Israel was on high alert and froze an easing of security restrictions on Palestinians in the West Bank after the second deadly attack on civilians in two days. Five people, including the two bombers, were killed and more than 25 were injured in near-simultaneous explosions in Tel Aviv Wednesday night. Earlier, Israeli aircraft bombed a metal factory in the Gaza Strip, which the Israeli military claimed made weapons for Hamas. The surge in violence came as Palestinian Authority leader Yasser Arafat reportedly was considering naming a prime minister to take over day-to-day affairs. Israel and the US have been pressing Arafat to hand over power.
Greek police said they captured a main leader of the November 17 terrorist group and three other members of the elusive organization. The latter reportedly confessed to a series of killings and bombings. The break came June 29, when a bomb the group allegedly planned to set off in the tourist port of Piraeus went off prematurely. The extreme left-wing group has claimed responsibility for 23 killings, starting with the 1975 assassination of CIA station chief Richard Welch.
German Chancellor Gerhard Schröder fired Defense Minister Rudolf Scharping, after reports that he accepted $72,000 in royalties from a public-relations adviser. The removal came 10 weeks ahead of national elections, in which Schröder is facing a serious challenge from Bavaria's conservative governor, Edmund Stoiber.
A scientist who helped develop nuclear missiles was chosen as India's next president, a largely ceremonial post. A.P.J. Abdul Kalam won more than 89 percent of a vote by Parliament and state legislatures. Kalam said rural development and alleviation of poverty are key priorities for the country.

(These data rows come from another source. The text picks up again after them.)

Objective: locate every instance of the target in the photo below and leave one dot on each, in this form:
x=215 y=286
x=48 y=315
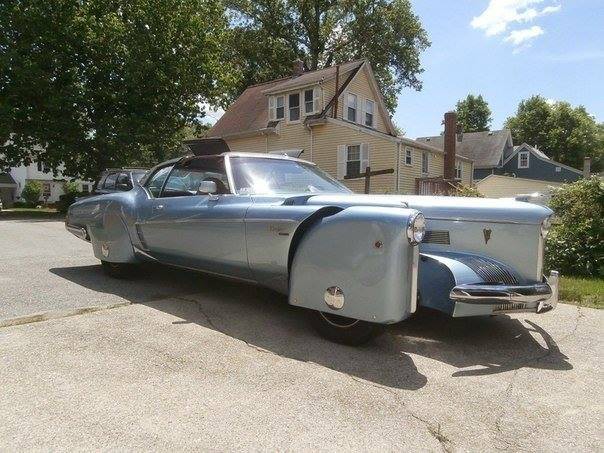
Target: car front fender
x=357 y=263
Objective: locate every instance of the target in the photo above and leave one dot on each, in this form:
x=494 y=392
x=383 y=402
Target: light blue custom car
x=357 y=261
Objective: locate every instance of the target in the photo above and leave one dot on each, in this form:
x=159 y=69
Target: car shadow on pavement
x=263 y=320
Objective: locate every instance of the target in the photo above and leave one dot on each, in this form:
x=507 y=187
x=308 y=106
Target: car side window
x=156 y=181
x=110 y=181
x=187 y=176
x=123 y=182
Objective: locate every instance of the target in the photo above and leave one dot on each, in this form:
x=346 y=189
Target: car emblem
x=487 y=235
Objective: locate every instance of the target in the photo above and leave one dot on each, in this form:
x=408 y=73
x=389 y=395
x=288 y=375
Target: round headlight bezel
x=545 y=226
x=416 y=228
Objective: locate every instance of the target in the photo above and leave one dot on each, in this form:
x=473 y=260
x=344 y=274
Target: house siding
x=497 y=186
x=255 y=144
x=409 y=174
x=362 y=88
x=382 y=155
x=538 y=169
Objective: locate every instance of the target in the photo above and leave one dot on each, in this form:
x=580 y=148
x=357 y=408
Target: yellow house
x=334 y=117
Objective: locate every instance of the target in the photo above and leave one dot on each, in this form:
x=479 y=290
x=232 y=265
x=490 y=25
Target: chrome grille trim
x=437 y=237
x=489 y=271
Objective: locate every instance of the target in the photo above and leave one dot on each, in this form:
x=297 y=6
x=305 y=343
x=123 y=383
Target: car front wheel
x=118 y=270
x=340 y=329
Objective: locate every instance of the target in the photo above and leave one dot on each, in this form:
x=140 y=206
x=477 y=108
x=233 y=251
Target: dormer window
x=523 y=159
x=351 y=107
x=369 y=112
x=276 y=107
x=294 y=106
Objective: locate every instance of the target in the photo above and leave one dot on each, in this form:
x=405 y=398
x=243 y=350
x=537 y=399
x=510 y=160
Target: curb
x=57 y=314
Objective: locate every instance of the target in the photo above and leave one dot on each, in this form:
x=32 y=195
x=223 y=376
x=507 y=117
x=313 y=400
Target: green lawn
x=586 y=292
x=21 y=213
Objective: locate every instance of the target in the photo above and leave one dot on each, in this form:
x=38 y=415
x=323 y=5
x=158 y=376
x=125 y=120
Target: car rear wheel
x=340 y=329
x=118 y=270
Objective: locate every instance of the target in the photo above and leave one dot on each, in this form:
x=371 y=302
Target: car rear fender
x=110 y=238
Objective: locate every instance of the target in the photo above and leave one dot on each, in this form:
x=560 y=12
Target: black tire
x=118 y=270
x=339 y=329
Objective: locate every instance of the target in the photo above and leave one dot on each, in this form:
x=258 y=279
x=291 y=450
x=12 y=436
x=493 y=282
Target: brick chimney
x=297 y=67
x=450 y=139
x=587 y=167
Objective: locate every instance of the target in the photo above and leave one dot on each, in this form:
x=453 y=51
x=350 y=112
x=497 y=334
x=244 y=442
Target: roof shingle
x=249 y=113
x=485 y=148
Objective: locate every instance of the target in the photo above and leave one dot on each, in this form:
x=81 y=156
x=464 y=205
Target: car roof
x=266 y=156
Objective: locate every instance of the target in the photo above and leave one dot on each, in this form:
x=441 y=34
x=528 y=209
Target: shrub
x=70 y=187
x=575 y=244
x=32 y=192
x=69 y=197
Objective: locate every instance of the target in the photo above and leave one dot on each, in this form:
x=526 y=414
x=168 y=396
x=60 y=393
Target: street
x=176 y=360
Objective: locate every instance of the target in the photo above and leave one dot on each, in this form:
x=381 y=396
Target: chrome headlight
x=545 y=226
x=416 y=228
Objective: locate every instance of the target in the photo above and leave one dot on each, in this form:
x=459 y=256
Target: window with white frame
x=279 y=107
x=369 y=112
x=294 y=106
x=276 y=107
x=351 y=107
x=425 y=163
x=309 y=101
x=408 y=156
x=458 y=170
x=353 y=159
x=523 y=159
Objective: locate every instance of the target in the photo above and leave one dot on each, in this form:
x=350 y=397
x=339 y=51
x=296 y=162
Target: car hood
x=434 y=207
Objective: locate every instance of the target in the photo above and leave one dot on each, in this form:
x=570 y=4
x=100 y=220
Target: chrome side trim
x=414 y=276
x=540 y=252
x=490 y=221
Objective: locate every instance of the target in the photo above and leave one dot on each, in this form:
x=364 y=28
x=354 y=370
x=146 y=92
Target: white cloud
x=518 y=37
x=500 y=14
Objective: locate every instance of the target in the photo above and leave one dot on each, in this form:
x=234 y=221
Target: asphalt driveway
x=186 y=361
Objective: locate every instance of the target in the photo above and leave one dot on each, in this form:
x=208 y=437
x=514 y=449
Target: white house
x=13 y=181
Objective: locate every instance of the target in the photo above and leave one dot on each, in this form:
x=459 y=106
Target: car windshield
x=137 y=175
x=256 y=175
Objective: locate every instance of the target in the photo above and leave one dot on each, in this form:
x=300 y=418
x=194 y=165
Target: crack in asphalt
x=434 y=430
x=551 y=349
x=213 y=325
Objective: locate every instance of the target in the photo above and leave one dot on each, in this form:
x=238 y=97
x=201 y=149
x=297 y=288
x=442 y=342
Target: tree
x=268 y=35
x=99 y=83
x=32 y=191
x=474 y=114
x=564 y=133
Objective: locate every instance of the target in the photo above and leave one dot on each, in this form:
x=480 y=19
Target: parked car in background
x=356 y=261
x=118 y=180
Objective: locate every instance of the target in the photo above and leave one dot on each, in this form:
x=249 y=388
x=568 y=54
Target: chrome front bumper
x=485 y=299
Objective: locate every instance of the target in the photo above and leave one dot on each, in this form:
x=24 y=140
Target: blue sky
x=506 y=50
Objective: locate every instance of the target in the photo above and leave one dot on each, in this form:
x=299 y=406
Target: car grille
x=437 y=237
x=489 y=271
x=509 y=307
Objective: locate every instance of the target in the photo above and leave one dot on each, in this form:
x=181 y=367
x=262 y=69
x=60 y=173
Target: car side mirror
x=207 y=188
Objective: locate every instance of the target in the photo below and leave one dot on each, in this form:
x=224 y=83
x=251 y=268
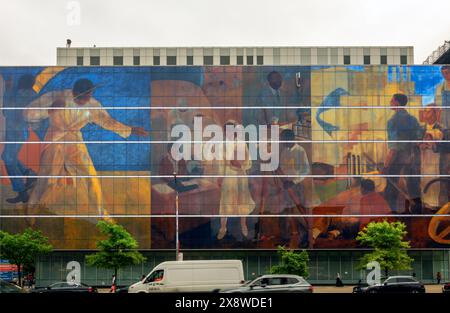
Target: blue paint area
x=332 y=100
x=426 y=79
x=116 y=87
x=122 y=87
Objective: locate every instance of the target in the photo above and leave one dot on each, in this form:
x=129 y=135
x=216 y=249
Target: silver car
x=274 y=283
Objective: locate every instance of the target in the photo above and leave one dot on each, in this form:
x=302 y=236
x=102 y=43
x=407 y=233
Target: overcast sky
x=30 y=30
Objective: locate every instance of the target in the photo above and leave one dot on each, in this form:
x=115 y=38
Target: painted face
x=394 y=103
x=82 y=100
x=446 y=74
x=430 y=116
x=275 y=81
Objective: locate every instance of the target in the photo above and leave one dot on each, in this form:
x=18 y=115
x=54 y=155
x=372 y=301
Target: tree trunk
x=19 y=275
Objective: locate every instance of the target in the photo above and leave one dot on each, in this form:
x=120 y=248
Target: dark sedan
x=66 y=287
x=274 y=283
x=6 y=287
x=396 y=284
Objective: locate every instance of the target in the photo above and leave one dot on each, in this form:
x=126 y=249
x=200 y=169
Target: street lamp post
x=177 y=240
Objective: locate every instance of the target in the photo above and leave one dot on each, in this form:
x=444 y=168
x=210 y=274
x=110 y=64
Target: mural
x=356 y=144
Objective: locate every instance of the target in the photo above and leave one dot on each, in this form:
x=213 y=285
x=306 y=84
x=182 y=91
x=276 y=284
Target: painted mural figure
x=235 y=197
x=271 y=97
x=17 y=129
x=430 y=157
x=167 y=167
x=403 y=158
x=293 y=161
x=442 y=97
x=371 y=203
x=62 y=159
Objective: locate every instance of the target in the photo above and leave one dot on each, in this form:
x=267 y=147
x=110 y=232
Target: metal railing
x=438 y=53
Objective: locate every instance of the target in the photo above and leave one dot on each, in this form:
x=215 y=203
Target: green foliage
x=118 y=250
x=295 y=263
x=389 y=249
x=23 y=249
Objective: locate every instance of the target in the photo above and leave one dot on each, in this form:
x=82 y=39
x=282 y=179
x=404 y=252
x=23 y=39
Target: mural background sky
x=31 y=30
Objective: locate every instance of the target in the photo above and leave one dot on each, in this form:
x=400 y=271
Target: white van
x=191 y=276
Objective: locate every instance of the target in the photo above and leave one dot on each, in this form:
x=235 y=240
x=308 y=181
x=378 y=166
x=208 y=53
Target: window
x=346 y=59
x=208 y=60
x=155 y=276
x=291 y=281
x=224 y=60
x=95 y=60
x=403 y=59
x=118 y=60
x=260 y=60
x=171 y=60
x=405 y=280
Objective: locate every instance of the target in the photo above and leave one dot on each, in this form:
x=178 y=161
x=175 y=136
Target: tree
x=23 y=249
x=295 y=263
x=118 y=250
x=389 y=248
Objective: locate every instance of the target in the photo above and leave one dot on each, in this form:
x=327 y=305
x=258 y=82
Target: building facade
x=81 y=144
x=146 y=56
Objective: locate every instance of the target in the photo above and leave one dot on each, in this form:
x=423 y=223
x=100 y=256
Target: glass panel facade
x=348 y=145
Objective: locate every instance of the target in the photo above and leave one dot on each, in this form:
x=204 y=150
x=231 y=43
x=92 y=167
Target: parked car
x=6 y=287
x=123 y=289
x=191 y=276
x=446 y=288
x=66 y=287
x=274 y=283
x=396 y=284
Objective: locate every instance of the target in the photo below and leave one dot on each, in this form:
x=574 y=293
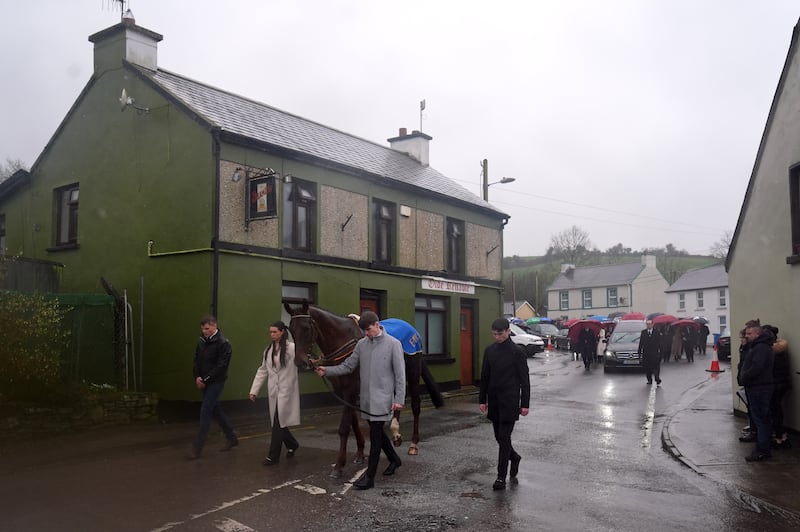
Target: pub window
x=67 y=215
x=455 y=246
x=430 y=317
x=612 y=298
x=794 y=208
x=300 y=215
x=384 y=231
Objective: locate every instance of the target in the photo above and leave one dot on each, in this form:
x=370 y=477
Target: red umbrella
x=685 y=322
x=576 y=328
x=664 y=318
x=633 y=316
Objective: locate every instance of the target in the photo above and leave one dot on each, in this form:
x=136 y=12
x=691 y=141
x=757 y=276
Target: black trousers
x=379 y=440
x=502 y=433
x=280 y=436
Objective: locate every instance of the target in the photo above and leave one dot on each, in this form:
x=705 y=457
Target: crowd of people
x=765 y=375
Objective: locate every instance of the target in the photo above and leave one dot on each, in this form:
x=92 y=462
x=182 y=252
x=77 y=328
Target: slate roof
x=598 y=276
x=701 y=278
x=262 y=123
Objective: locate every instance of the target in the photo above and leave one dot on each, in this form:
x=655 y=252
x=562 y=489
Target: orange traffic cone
x=715 y=364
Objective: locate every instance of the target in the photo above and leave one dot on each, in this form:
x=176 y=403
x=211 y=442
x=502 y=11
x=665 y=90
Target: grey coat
x=382 y=368
x=283 y=388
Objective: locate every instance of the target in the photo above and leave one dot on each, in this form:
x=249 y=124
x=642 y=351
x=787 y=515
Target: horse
x=336 y=336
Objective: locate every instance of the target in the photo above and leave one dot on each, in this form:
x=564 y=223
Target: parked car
x=530 y=343
x=724 y=344
x=562 y=340
x=547 y=331
x=623 y=346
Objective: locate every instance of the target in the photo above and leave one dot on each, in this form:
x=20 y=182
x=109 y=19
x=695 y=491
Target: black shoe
x=392 y=468
x=229 y=444
x=194 y=453
x=515 y=460
x=364 y=483
x=757 y=456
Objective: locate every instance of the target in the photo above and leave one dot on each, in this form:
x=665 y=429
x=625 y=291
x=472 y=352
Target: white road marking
x=229 y=525
x=224 y=505
x=313 y=490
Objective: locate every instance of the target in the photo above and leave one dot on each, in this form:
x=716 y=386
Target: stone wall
x=104 y=410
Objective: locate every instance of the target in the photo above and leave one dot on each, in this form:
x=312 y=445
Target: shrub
x=32 y=339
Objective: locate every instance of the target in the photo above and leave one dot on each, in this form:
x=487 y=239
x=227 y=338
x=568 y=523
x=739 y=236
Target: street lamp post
x=486 y=183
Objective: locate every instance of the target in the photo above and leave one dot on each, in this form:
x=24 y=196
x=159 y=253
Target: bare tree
x=570 y=244
x=719 y=249
x=9 y=167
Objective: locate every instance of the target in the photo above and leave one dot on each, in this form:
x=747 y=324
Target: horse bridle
x=333 y=359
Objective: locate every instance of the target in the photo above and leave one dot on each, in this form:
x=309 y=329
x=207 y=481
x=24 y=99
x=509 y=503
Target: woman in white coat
x=279 y=368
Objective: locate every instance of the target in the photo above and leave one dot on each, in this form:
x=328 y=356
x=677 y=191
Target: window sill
x=64 y=247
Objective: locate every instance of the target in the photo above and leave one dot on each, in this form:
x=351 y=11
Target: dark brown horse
x=336 y=336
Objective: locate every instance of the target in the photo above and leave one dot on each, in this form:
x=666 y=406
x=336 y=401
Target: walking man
x=379 y=358
x=505 y=392
x=211 y=359
x=650 y=344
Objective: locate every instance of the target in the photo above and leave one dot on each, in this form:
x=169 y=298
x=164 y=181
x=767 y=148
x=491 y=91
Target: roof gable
x=594 y=276
x=261 y=123
x=699 y=278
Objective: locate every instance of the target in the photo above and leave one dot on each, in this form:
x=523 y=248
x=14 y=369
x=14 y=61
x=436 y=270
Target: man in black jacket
x=505 y=391
x=211 y=359
x=650 y=344
x=756 y=377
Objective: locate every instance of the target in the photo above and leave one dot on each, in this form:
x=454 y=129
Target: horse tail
x=433 y=388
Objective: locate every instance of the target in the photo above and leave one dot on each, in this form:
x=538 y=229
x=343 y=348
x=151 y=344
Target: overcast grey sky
x=636 y=120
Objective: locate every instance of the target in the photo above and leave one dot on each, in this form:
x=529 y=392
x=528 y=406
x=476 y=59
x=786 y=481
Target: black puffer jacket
x=212 y=357
x=757 y=363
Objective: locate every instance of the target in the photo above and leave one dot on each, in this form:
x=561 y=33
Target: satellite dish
x=124 y=100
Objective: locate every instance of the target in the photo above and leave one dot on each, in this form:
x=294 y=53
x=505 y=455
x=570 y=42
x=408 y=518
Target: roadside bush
x=32 y=339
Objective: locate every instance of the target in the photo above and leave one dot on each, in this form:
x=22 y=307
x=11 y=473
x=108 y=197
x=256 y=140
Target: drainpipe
x=215 y=149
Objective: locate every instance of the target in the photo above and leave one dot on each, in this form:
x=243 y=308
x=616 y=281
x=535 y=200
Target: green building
x=192 y=201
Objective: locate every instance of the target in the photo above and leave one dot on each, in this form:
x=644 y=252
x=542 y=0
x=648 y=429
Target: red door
x=467 y=339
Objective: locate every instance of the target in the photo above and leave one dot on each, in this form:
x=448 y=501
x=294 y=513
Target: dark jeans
x=280 y=436
x=210 y=408
x=758 y=403
x=652 y=367
x=379 y=440
x=502 y=433
x=776 y=409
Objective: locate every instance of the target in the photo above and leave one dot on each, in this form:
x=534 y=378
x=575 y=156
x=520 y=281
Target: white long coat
x=283 y=389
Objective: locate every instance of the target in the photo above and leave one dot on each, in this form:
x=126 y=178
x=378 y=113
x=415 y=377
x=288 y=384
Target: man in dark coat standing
x=757 y=379
x=505 y=391
x=650 y=344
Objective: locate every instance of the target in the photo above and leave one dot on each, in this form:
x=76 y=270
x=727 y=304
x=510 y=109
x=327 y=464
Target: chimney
x=649 y=261
x=125 y=41
x=416 y=144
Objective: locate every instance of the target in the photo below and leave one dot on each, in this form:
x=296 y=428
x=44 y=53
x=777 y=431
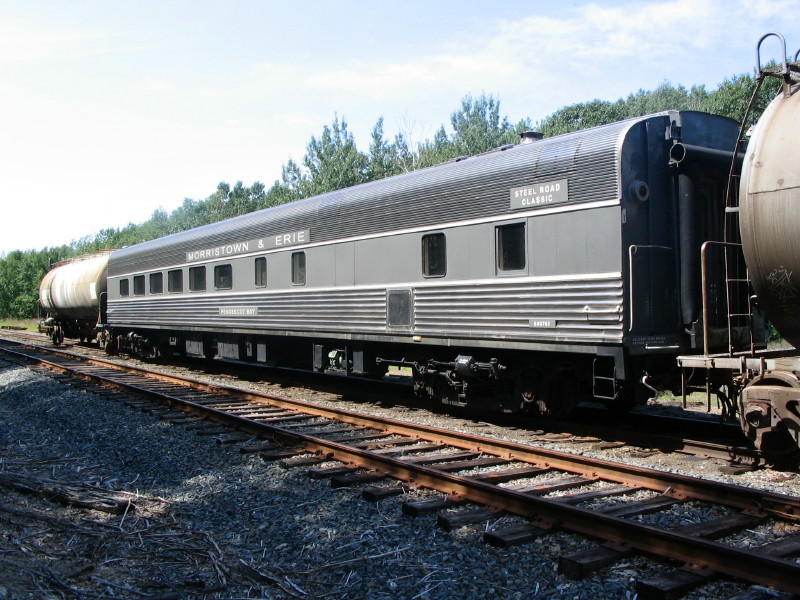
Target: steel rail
x=546 y=513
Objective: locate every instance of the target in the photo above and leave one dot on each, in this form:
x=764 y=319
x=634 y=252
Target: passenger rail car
x=523 y=278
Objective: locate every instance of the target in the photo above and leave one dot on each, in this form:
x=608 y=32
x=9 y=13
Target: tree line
x=333 y=161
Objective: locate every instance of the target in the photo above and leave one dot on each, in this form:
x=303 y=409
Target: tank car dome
x=769 y=212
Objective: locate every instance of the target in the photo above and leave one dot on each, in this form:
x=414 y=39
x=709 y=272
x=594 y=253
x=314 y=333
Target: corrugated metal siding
x=584 y=311
x=356 y=310
x=473 y=188
x=496 y=310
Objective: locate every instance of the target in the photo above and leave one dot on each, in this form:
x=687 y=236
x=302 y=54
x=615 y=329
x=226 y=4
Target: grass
x=29 y=324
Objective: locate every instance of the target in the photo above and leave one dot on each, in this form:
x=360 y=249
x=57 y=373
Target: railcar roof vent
x=528 y=137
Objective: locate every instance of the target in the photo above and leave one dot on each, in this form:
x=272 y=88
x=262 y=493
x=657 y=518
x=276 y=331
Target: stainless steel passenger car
x=521 y=278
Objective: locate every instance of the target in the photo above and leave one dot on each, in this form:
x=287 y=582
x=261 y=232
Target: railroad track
x=478 y=479
x=656 y=433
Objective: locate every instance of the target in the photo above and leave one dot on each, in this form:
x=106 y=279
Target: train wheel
x=769 y=413
x=553 y=396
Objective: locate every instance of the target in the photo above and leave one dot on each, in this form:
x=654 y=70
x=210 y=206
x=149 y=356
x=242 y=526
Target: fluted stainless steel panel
x=585 y=310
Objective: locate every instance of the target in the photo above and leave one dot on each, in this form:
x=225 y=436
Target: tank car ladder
x=732 y=244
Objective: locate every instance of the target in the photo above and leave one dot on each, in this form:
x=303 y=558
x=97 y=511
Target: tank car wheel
x=553 y=396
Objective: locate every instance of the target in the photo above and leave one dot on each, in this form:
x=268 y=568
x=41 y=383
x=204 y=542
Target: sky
x=110 y=110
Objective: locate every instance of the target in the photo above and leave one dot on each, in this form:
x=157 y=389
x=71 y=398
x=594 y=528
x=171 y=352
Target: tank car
x=763 y=387
x=73 y=294
x=521 y=279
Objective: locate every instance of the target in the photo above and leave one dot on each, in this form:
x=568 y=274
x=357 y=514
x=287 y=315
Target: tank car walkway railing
x=374 y=443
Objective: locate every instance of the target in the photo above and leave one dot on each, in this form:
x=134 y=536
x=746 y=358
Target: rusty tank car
x=73 y=294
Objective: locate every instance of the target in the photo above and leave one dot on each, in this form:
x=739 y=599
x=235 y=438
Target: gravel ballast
x=211 y=522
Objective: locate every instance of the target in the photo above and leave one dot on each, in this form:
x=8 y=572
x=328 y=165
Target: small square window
x=197 y=279
x=434 y=255
x=261 y=271
x=138 y=285
x=156 y=283
x=175 y=281
x=511 y=247
x=223 y=277
x=299 y=268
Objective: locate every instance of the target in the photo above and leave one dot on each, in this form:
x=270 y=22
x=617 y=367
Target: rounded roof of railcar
x=474 y=187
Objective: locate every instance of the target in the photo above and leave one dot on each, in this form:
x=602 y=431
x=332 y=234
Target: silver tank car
x=72 y=293
x=769 y=212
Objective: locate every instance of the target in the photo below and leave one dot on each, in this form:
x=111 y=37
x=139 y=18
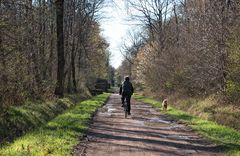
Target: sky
x=115 y=29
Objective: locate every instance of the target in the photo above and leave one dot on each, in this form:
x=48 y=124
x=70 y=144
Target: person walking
x=126 y=90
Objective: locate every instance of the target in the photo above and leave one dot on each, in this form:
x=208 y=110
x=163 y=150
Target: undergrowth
x=59 y=136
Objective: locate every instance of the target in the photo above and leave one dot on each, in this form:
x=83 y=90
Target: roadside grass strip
x=225 y=137
x=59 y=136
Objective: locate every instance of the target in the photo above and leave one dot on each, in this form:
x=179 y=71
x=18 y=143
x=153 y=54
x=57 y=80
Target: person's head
x=127 y=78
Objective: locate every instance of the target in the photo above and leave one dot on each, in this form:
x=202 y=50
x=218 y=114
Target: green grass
x=225 y=137
x=17 y=120
x=59 y=136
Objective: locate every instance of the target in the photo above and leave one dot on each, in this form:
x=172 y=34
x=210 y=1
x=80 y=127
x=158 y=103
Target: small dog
x=164 y=104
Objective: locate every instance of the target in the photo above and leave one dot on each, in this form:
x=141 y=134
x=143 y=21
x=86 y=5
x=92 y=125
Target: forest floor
x=146 y=132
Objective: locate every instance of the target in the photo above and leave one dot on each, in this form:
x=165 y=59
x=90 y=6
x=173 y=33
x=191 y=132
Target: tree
x=59 y=90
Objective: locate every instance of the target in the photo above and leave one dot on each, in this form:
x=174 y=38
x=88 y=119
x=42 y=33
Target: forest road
x=146 y=132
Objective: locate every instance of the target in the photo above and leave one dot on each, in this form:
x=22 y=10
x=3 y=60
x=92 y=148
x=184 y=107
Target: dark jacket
x=126 y=88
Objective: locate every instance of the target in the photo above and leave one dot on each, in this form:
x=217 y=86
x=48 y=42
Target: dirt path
x=145 y=133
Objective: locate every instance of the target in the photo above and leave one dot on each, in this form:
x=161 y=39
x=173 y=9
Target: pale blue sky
x=115 y=29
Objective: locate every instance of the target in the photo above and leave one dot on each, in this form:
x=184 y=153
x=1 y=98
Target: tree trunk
x=59 y=90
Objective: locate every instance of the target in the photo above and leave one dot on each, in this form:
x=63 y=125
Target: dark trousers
x=128 y=99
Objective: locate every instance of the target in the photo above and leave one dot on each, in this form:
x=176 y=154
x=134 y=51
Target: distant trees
x=189 y=46
x=49 y=42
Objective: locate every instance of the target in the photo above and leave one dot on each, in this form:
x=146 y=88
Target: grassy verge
x=17 y=120
x=58 y=136
x=225 y=137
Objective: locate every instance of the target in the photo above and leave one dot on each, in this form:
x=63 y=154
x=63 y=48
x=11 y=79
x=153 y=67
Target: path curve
x=146 y=132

A 24-hour strike brought most of the London Underground to a halt, forcing 3 million daily passengers to seek alternative transportation. The Rail, Maritime, and Transport Union is disputing government plans for a partial privatization of the subway system, known as the Tube.
The British Consulate in Melbourne, Australia, denied asylum to two boys who fled the remote Woomera immigrant detention facility, handing them over to Australian authorities. A lawyer for the boys called the decision "inhumane and barbaric." Australia's immigration minister said the family claimed to be Afghan refugees, but were actually from Pakistan.